A las diez de la noche el Supermercado estaba que daba gusto: las exquisiteces de boca: pastelitos, empanadas, pescaditos, papitas, mondongo, caldillos, mariscos, (e aínda máis) y todo bien regadito, hacía elevar los ánimos a voltajes peli­grosos. Ya la gente estaba hasta las manos y lista para cualquier cosa. ¡En este rincón Carlitos, en este otro La Calíbar!

Envuelta en trapos; la cabeza cubierta con una especie de toquilla; flaca, brumosa, desgreñada, los ojos perdidos en misteriosa bruma, hizo su entrada la Calíbar. Rápidamente sus partidarios del costado sur del super le hicieron lugar y le convidaron vino. Me extrañó el método de entrenamiento. Cocina de por medio y en el mostrador del lado norte, Carlitos hacía precalentamiento. Los ojitos se le cruzaban más que de costumbre y un mechón le cubría parte de la cara, como queriendo tapar alguna vergüenza. La pelea de semifondo, con el vino, había terminado en un empate y todo estaba listo para el match de fondo.
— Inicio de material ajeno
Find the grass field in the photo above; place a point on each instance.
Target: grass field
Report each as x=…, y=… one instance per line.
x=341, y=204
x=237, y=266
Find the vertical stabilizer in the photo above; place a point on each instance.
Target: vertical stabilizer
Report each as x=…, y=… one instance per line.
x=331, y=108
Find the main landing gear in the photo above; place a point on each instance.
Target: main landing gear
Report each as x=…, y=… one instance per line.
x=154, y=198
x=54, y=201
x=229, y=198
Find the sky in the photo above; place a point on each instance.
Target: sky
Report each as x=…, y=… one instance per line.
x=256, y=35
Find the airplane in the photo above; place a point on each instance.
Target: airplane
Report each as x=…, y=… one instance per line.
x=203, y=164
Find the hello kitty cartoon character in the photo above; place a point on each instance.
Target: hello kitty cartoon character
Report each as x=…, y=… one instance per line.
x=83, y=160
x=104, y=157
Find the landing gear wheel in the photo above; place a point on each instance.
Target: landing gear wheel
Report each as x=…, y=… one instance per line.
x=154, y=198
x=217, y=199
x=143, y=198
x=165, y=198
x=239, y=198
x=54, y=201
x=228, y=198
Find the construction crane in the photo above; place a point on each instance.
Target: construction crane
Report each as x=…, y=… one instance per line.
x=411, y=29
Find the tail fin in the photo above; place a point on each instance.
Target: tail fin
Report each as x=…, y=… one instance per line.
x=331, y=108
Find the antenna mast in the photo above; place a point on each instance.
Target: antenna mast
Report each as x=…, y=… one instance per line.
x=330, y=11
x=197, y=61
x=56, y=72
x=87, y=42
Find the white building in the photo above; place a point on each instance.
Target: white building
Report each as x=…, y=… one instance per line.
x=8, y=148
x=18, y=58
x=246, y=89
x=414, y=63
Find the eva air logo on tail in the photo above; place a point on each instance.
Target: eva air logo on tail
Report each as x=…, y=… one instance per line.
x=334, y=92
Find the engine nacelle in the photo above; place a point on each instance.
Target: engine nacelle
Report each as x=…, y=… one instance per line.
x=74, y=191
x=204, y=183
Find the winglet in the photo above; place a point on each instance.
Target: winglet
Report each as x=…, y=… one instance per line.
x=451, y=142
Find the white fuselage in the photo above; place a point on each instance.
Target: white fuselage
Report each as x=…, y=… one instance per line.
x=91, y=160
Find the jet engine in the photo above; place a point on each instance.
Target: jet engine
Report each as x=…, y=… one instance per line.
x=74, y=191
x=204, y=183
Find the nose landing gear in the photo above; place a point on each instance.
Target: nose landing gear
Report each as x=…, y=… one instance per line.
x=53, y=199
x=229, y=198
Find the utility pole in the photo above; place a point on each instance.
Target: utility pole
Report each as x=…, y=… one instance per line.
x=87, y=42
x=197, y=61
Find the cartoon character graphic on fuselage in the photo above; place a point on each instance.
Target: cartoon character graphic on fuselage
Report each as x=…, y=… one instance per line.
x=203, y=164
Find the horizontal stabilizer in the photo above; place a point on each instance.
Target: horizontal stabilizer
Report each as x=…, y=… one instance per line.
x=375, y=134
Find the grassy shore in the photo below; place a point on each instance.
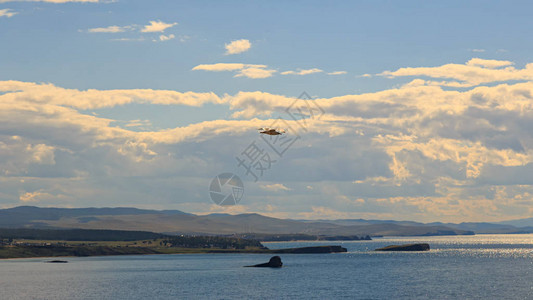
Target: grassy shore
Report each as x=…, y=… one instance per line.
x=48, y=248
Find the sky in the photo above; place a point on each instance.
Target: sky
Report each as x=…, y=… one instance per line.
x=405, y=110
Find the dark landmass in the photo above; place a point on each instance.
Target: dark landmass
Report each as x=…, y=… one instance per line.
x=310, y=250
x=274, y=262
x=77, y=234
x=25, y=243
x=175, y=222
x=408, y=247
x=301, y=237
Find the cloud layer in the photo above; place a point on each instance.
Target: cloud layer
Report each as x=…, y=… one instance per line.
x=419, y=151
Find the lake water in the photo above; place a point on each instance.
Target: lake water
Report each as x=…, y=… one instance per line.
x=457, y=267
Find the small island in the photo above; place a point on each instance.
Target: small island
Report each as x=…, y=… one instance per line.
x=407, y=247
x=26, y=243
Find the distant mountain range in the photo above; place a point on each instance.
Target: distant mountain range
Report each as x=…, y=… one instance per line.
x=178, y=222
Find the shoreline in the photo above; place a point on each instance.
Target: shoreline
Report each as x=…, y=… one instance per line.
x=18, y=252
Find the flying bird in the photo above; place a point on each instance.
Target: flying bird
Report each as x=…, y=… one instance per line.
x=271, y=131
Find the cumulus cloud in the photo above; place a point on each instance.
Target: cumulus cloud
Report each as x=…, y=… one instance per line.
x=302, y=72
x=475, y=72
x=110, y=29
x=163, y=37
x=157, y=26
x=94, y=99
x=237, y=46
x=276, y=187
x=243, y=70
x=8, y=13
x=337, y=73
x=419, y=151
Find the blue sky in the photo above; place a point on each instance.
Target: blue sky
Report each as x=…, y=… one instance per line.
x=426, y=105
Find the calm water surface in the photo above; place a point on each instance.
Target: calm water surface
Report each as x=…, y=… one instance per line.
x=457, y=267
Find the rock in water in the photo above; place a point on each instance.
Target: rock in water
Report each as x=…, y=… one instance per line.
x=408, y=247
x=274, y=262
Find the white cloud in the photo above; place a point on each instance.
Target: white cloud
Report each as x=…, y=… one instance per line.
x=475, y=72
x=418, y=151
x=166, y=37
x=489, y=63
x=157, y=26
x=238, y=46
x=243, y=70
x=276, y=187
x=110, y=29
x=7, y=13
x=337, y=73
x=219, y=67
x=302, y=72
x=139, y=39
x=255, y=73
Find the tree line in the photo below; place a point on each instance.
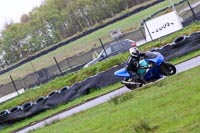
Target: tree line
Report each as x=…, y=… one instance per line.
x=54, y=21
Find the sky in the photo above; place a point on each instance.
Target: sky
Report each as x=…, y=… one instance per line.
x=12, y=10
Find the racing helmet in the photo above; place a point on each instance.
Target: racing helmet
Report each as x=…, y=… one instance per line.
x=134, y=52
No sé quien, pero el dueño de esa idea merece una estatua en la galería del cretinismo. Bueno, decía que a alguien se le ocurrió la genial idea de que la Calíbar y Carlitos tenían que pelear. Que a alguien se le ocurra esa idea puede ser un absurdo, pero que cien personas aplaudan esa idea entra en el terreno de lo fantástico y hace dudar, seriamente, del objetivo del homo sapiens en este planeta. ¿Qué absurdo la atómica, no? Y se formaron dos bandos: calibaristas y carlistas. En ese instante empecé a sentir un malestar en el estómago, le eché la culpa a los pescaditos... todavía no caía en que era el nacimiento del asco.

 

 

 

Sin darse cuenta, como esas cosas que suceden, ya se había formado un círculo y adentro del mismo Carlitos y la Calíbar; cada cual se divertía a su manera. ¡Dale Carlitos! Y un empujón y allá estaba Carlitos en el centro del círculo. ¡Dale Calíbar! y un empujón y allá estaba la Calíbar, tam­bién en el centro. Sentí otro retortijón en las tripas. Noté que para algunos no era grato el espectáculo, no importa ¡se les devuelve el dinero, caballeros!
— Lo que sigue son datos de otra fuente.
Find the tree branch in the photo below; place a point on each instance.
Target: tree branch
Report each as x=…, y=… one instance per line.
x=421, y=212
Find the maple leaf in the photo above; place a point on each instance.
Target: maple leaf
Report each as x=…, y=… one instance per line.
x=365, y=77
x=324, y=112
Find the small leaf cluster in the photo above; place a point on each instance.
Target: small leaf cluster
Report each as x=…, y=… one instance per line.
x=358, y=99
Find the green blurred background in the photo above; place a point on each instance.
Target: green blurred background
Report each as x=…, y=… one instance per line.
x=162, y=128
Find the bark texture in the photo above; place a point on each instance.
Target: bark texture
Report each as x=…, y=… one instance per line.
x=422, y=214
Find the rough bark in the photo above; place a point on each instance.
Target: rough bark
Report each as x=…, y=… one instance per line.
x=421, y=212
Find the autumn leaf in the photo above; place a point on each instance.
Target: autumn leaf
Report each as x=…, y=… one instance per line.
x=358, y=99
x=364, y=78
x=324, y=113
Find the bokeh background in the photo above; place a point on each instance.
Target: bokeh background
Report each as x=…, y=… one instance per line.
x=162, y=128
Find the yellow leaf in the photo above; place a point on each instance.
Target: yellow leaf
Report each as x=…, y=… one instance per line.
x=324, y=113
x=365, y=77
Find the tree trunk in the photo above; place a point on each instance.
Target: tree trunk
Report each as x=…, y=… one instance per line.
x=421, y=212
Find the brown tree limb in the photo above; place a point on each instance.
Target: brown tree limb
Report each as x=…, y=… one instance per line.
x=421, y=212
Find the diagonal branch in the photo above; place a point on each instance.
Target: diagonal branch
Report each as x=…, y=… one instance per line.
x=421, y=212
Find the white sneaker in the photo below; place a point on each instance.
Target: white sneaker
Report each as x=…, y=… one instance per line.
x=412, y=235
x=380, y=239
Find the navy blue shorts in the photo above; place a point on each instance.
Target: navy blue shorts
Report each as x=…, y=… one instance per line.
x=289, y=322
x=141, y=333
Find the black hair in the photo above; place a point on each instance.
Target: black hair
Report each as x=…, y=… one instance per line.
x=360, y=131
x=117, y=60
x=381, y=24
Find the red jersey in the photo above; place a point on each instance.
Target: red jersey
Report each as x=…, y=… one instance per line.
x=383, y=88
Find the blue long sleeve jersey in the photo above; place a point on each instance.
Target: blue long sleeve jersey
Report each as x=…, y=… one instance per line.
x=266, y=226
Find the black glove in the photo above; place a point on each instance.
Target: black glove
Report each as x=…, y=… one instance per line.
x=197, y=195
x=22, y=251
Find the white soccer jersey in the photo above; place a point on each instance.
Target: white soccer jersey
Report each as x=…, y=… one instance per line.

¡Dale Calíbar, dale Carlitos! y las risotadas y los ojos vidriosos, y los eructos y el Hombre en su mínima expresión, coronándose de gloria. Tercer apretujón en el estómago.
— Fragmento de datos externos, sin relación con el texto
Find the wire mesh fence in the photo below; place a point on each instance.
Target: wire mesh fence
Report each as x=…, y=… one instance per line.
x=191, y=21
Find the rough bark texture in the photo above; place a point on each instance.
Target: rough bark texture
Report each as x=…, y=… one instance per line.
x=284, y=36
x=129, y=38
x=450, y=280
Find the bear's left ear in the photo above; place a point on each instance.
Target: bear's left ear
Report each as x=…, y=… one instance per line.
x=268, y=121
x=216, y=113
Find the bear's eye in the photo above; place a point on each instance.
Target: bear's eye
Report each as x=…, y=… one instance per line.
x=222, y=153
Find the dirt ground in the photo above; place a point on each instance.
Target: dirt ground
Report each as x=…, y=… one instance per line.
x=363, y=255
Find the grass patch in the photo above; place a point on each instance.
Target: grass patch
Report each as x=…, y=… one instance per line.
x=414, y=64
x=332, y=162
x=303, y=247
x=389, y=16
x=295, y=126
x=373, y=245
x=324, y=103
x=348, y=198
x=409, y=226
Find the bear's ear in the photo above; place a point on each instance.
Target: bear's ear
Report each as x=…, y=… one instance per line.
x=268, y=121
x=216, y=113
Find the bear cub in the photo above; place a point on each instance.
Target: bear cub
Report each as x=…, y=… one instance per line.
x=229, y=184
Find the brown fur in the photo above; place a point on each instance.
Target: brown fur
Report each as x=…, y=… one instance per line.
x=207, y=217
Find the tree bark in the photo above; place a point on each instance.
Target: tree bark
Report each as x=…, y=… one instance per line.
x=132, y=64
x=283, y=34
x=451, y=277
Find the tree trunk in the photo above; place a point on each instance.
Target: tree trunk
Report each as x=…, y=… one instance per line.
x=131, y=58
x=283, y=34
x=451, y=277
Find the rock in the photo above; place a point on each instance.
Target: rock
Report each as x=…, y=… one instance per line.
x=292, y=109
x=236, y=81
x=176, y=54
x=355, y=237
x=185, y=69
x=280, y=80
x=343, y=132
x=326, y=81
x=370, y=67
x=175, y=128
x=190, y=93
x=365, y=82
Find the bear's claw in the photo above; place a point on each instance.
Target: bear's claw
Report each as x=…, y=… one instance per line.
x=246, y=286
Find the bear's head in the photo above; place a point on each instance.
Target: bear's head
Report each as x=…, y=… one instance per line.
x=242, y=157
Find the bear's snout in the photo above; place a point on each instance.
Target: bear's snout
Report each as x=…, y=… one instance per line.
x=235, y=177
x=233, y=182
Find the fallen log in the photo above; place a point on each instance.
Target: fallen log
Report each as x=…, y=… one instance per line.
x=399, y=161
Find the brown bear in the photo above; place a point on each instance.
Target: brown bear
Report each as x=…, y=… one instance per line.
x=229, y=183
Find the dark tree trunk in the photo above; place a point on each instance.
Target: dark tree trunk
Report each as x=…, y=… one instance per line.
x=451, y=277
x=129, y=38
Cuando quisimos acordar ya Carlitos y la Calíbar estaban en el centro del círculo. Se miraban, se observaban, se medían,

igual que los boxeadores ¿vio?. Pero, no había pelea y eso enfurecía al respetable. Dos comedidos (que nunca faltan) entraron al círculo: ¡Aro, aro, aro! y con sendos vasos de vino convidaron a los contendientes que aceptaron el convite con inexpresivas sonrisas. ¡Bueno y ahora a pelear, ja, ja, ja y Carlitos y la Calíbar se miraban no más! ¡Vamos, vamos, pelea! ¡Que devuelvan la plata! gritaban algunos. En eso pasó lo increíble: Carlitos se acercó a la Calíbar y ante ella hizo una profunda reverencia. Con la mano izquierda se sostenía el saco cerrado (le faltaban los botones), con la mano derecha tomó la mano de la Calíbar (que miraba pasmada) y le dio un beso en el dorso mientras le decía con entonación versallesca: ¿Me permite este baile, señora? y empezaron a bailar, sos­teniéndose el uno en el otro para no caer por los efectos del vino.

 

 

Cuando arreciaban los aplausos y la gritería, los baila­rines pararon de golpe, miraron en torno, rieron tontamen­te, miraron de nuevo a la gente, como esperando algo y de pronto, uno al otro quedaron mirándose largo rato, cómo extasiados... se abrazaron y echaron a llorar desconsola­damente, uno en los brazos del otro.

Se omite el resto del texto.